Alternatively, you can import and run the dependency script directly:
```python
from information_extractor.dependency import setup_dependencies
setup_dependencies()
```

## Example Usage

```python
from information_extractor.pipeline import RelationExtractor

text = "Sundar Pichai is the CEO of Google. He lives in California."

extractor = RelationExtractor()
results = extractor.extract(text)

for relation in results:
    print(relation)
```

### Sample Output
```json
[
  {
    "subject": "Sundar Pichai",
    "object": "Google",
    "relation": "per:employee_of",
    "confidence": 0.92
  },
  ...
]
```

## Project Structure
```
information_extractor/
├── assets/
│   └── pretrained_spanbert/
├── dependency.py         # Downloads all model dependencies
├── pipeline.py           # Core logic for NLP + SpanBERT
├── main.py               # CLI entrypoint
```

## Pretrained Assets
Models are downloaded from hosted GitHub release assets:
- ✅ `SpanBERT` weights & config
- ✅ `en_core_web_md` spaCy model
- ✅ `coreferee_model_en` for coreference resolution
- ✅ `torch` wheel for reproducibility

## Citation  

This project builds on the work of Facebook Research.
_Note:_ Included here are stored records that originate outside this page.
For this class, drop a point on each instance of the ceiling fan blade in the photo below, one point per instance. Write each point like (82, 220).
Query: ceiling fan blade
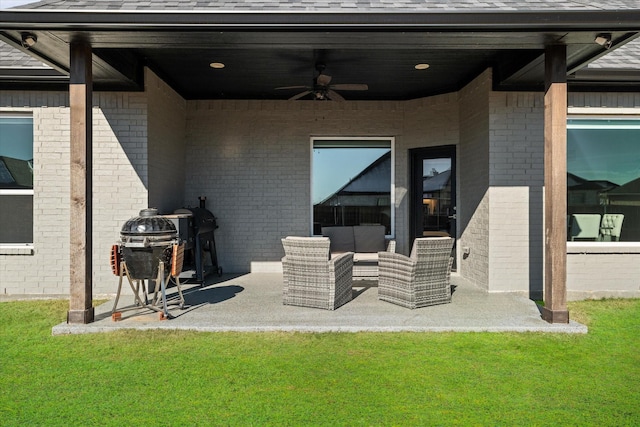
(335, 96)
(300, 95)
(323, 80)
(293, 87)
(348, 86)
If you use **SpanBERT**, please cite:

```
@article{joshi2019spanbert,
  title={{SpanBERT}: Improving Pre-training by Representing and Predicting Spans},
  author={Mandar Joshi and Danqi Chen and Yinhan Liu and Daniel S. Weld and Luke Zettlemoyer and Omer Levy},
  journal={arXiv preprint arXiv:1907.10529},
  year={2019}
}
```

## License

MIT. See [LICENSE](./LICENSE) for full terms.  
Note: This project redistributes pretrained model weights for convenience under fair use for research.